El estudiante bajó de su carro, llevaba un morral y un libro
en sus manos, de pronto un hombre se le acercó y le disparó. Dos tiros en la
cabeza le cegaron la vida. Cayó en el pavimento, de su cabeza salía sangre en
abundancia. El pistolero corrió hacia una motocicleta que lo esperaba a unos
cuantos metros, se subió en ella junto al conductor, y arrancó. El celador del
parqueadero caminó con nerviosismo, había visto todo, esperó a que los atacantes
se perdieran en la lejanía, y observó el espectáculo dantesco. El muchacho
yacía inerte con los ojos abiertos, sin vida, el suelo se tiñó de rojo
inmediatamente. Volvió a la caseta de vigilancia y por un radioteléfono llamó a
la policía. Otras personas que habían visto lo ocurrido se acercaron con temor;
dos mujeres que estaban uniformadas fueron las más diligentes en llegar al
lugar del crimen. Emitieron un grito de horror. Conocían al difunto; era un estudiante
de la universidad donde ellas trabajaban, era un alumno de tercer año de derecho,
era el hijo de un magistrado. Otras personas también tuvieron fuerzas para
mirar el cuerpo ensangrentado, hicieron un semicírculo alrededor del cadáver.
El celador del parqueadero traía en sus manos una ruana, la puso encima del
estudiante. Se dio la bendición. Las mujeres uniformadas no dejaban de llorar.

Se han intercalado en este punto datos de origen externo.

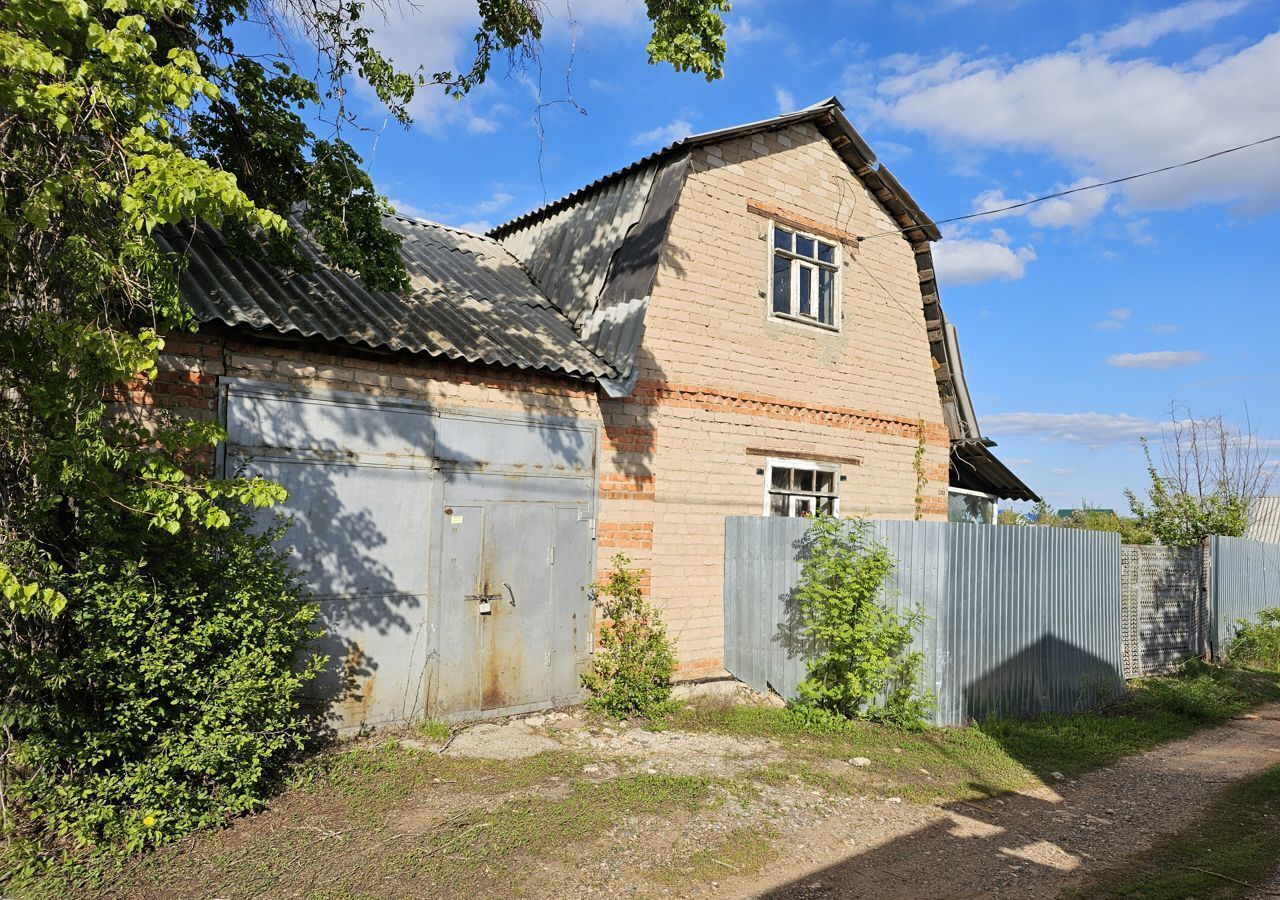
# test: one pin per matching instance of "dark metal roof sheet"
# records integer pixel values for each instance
(976, 467)
(469, 300)
(831, 120)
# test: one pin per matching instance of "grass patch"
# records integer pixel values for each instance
(997, 755)
(741, 851)
(1235, 840)
(504, 839)
(434, 731)
(1156, 711)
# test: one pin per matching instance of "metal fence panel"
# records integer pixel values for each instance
(1246, 576)
(1018, 620)
(1162, 594)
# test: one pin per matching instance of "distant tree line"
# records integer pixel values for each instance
(1206, 480)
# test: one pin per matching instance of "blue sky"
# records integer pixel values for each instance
(1082, 320)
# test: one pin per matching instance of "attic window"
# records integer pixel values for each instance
(805, 277)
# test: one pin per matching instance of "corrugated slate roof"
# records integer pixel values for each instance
(469, 300)
(976, 467)
(1265, 520)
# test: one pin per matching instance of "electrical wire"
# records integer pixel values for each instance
(1077, 190)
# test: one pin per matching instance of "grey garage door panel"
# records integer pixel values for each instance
(347, 425)
(515, 442)
(371, 483)
(356, 529)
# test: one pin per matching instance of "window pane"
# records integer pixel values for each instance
(827, 296)
(781, 284)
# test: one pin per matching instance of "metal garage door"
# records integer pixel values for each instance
(451, 553)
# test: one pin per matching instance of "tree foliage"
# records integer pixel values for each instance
(630, 674)
(1208, 476)
(144, 630)
(858, 645)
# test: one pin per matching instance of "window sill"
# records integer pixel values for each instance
(803, 320)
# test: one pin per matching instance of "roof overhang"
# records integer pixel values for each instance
(976, 467)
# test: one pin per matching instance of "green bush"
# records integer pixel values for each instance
(164, 698)
(635, 659)
(859, 662)
(1258, 643)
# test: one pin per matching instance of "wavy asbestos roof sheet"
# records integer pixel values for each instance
(1265, 520)
(469, 300)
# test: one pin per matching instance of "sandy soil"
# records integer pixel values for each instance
(1033, 844)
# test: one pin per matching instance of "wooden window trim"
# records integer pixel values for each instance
(801, 223)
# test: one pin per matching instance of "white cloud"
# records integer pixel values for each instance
(1115, 319)
(663, 135)
(1091, 429)
(1107, 117)
(744, 31)
(1146, 30)
(1157, 360)
(973, 261)
(786, 103)
(1074, 210)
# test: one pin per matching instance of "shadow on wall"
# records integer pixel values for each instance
(362, 499)
(1048, 675)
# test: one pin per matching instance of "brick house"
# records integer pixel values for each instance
(744, 323)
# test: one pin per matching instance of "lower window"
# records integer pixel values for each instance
(970, 506)
(800, 488)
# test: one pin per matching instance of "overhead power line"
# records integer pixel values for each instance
(1078, 190)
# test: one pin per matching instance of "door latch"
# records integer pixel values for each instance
(485, 602)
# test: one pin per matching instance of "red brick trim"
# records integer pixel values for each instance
(626, 487)
(625, 535)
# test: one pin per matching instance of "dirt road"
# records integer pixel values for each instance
(1033, 844)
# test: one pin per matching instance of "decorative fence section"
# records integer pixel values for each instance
(1246, 578)
(1019, 620)
(1164, 595)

Un anciano, que parecía ser un mendigo quería observar el cadáver con mayor
detenimiento, pero las mujeres le impidieron llevar a cabo esa operación. El
ruido de una sirena se escuchó a lo lejos, su intensidad aumentó en pocos
segundos. Era un carro de la policía. Los agentes se bajaron y posaron sus ojos
en el cadáver. Uno de ellos hablaba a través de un teléfono móvil. Le
preguntaron al celador sobre lo ocurrido. Él sólo dijo que un tipo le había
disparado al muchacho en dos oportunidades, justo cuando bajaba del automóvil
que manejaba. Los policías se acurrucaron y miraron el rostro del muchacho,
también percibieron sus signos vitales. Confirmaron que estaba muerto, pusieron
la ruana a un lado, e inspeccionaron el lugar. El anciano se acercó con
rapidez, los policías lo apartaron con brusquedad. Otras dos patrullas de la policía
se hicieron presentes. Uno de los uniformados parecía ser un oficial. Era un
capitán. Corrió hacia el cadáver, y con el rostro afligido le informó a su
interlocutor que efectivamente el muerto era su hijo. Uno de los agentes colocó
una sábana sobre el estudiante. Inmediatamente aparecieron unas manchas rojas
en ella. Luego llegó medicina legal y la fiscalía. Acordonaron la zona, y
volvieron a interrogar al celador. Él dio la descripción de la moto en la que
habían escapado los sicarios. Una camioneta negra con vidrios polarizados se
detuvo al lado de las patrullas, de ella bajó un hombre muy bien vestido con
traje y corbata. Era el magistrado. Su apariencia de erudito se veía disminuida
por las emociones oscuras que padecía. Habían matado a su hijo. Caminó
lentamente, el capitán de la policía lo agarró de un brazo y le informó que
todavía no podía ver el cuerpo. Los de medicina legal necesitaban practicar
antes unas pruebas. El magistrado estaba pálido, el anciano mendigo se acercó y
le preguntó si él era su padre. El magistrado no respondió, el capitán de la
policía le hizo una señal a uno de sus hombres para que alejaran al intruso.
Los dos hombres siguieron hablando en voz baja. Los miembros de medicina legal
le avisaron al capitán que el padre del muchacho podía ver el cuerpo. El
magistrado se acercó hacia donde estaba su hijo. Se quedó mirándolo con terror,
y con indignación. Se tapó la cara con sus manos y soltó unas lágrimas. Tocó
sus mejillas, y trató de abrazarlo, pero el capitán se lo impidió. Era mejor no
hacerlo, podían borrarse ciertos rastros que serían importantes para la investigación
del crimen. El magistrado se apartó de repente, se puso de pie con rapidez, y
habló con el capitán. Parecía estar de mal genio. El policía no decía nada. El
jurista ingresó a su camioneta. Ésta arrancó a gran velocidad.